Свидетельство одного из хронографов XVII века наводит на мысль о беспечности Василия Ивановича, за которую, видимо, и укорял его Гермоген: после взятия Тулы царь «пошел к Москве со своими государевыми бояры… и со всеми московскими людьми, а городы замосковные… и рязанцев велел всех отпустить по домам. И пришел к Москве с радостию великою, что врагов изменников своих победил. И всемилостивому Спасу и Пречистой Богородице… и московским чюдотворцом Петру и Алексею, и Ионе… хвалу воздал и молебная совершал. А на Москве был в то время святейший Гермоген, патриарх Московский… А Северские городы в те поры были в измене, в воровстве, царю Василию не добили челом… И царь Василий Иванович под те городы — под Путивль и под Брянеск, и под Стародуб не послал, пожалел ратных людей, чтоб ратные люди поопочинули и в домах своих побыли (курсив мой. — Д. В.). И того же 116 году [38] в великий мясоед царь Василий… браку совокупися… Того же году после радости своей царь Василий Иванович послал по зимнему пути на северские города бояр своих и воевод…» {161} . Послал князя Д.И. Шуйского, князя В.В. Голицына, князя Б.М. Лыкова. Стоит запомнить: «после радости своей», то есть после брачных празднеств. А пока они длились, Лжедмитрий II постепенно усиливался.

38

Январь 1608-го

Прав ли был Гермоген, пеняя царю на его нераспорядительность?
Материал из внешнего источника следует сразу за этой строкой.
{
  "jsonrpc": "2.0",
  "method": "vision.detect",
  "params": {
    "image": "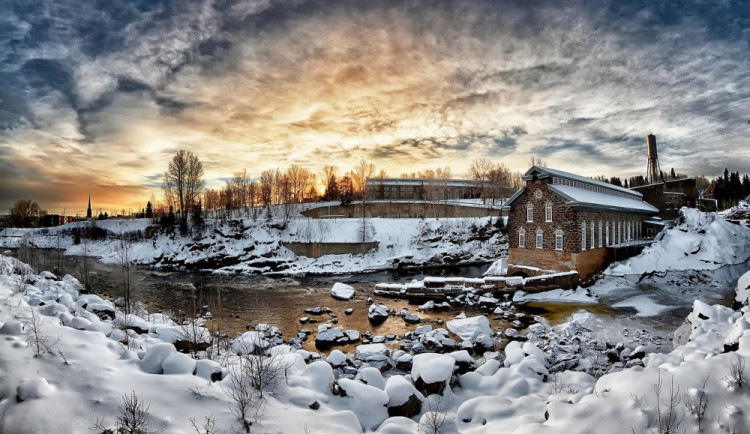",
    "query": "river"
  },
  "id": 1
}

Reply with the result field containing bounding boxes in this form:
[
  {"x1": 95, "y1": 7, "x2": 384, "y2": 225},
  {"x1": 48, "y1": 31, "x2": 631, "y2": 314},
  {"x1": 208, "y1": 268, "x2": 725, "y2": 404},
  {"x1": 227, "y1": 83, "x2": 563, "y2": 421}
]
[{"x1": 6, "y1": 249, "x2": 747, "y2": 351}]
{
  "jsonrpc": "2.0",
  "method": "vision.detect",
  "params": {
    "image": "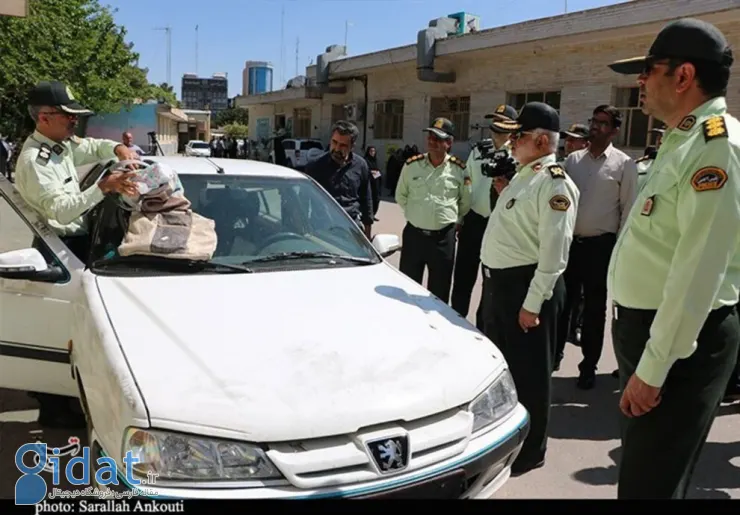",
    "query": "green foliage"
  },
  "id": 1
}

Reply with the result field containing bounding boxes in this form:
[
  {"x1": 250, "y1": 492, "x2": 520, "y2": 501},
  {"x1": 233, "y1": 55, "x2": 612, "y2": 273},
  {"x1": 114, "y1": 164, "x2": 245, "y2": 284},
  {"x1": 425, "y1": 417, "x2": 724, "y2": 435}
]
[
  {"x1": 223, "y1": 123, "x2": 249, "y2": 139},
  {"x1": 0, "y1": 0, "x2": 176, "y2": 139},
  {"x1": 213, "y1": 107, "x2": 249, "y2": 127}
]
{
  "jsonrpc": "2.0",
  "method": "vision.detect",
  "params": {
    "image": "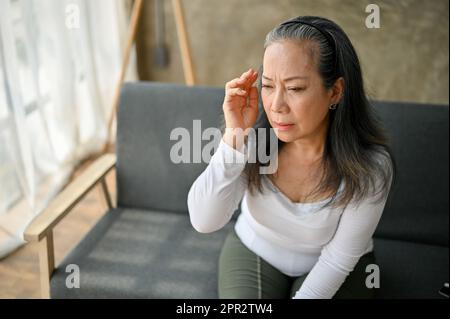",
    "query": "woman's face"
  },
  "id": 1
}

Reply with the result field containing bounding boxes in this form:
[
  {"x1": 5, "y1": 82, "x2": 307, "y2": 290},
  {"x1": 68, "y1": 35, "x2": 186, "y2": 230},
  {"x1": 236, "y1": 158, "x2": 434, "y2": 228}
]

На этот вопрос нет однозначного ответа.

С одной стороны, никто не мог предположить, до какой степени опасным сделается Самозванец, окруженный невеликой компанией других авантюристов. Никто не мог предсказать, что к его бойцам присоединятся весьма значительные подкрепления из Польши, Литвы, с казачьих окраин, превратившие горсть банд в настоящую армию. Лжедмитрий II выглядел не столь уж серьезным врагом, особенно после разгрома страшной болотниковщины. До поры до времени с ним справлялись воеводы, располагавшие относительно небольшими силами. Государевой армии не требовалось. Да и как ее поднять на новое большое дело, если она провела много месяцев в походах и боевых действиях, истратила провизию, утомилась, понесла тяжелые потери? Служилые люди, вышедшие в поле, — не железные. Василий Шуйский, как опытный полководец, прекрасно понимал: заставь усталые, поредевшие полки воевать по осенней мокреди, и они назавтра начнут разбегаться… У государя имелись очень серьезные резоны распустить воинство.

Но с другой — Гермоген понимал кое-что, не доступное разумению Василия Ивановича. Бывший казак гораздо лучше, чем бывший воевода, представлял себе, сколь быстро распространяется пламя казачьей вольницы, если не сдерживать ее железной рукой. Если дать ей бесконтрольно расти хотя бы несколько месяцев, то на месте костра возникнет пожар. А за спиной Лжедмитрия II стояло, среди прочего, мятежное русское казачество, да и пришельцы из Речи Посполитой не слишком от него отличались. Быть беде!

Патриарх пытался повлиять на Василия IV, но ничего не добился. А полгода спустя Лжедмитрий вырос мрачным призраком у стен Москвы.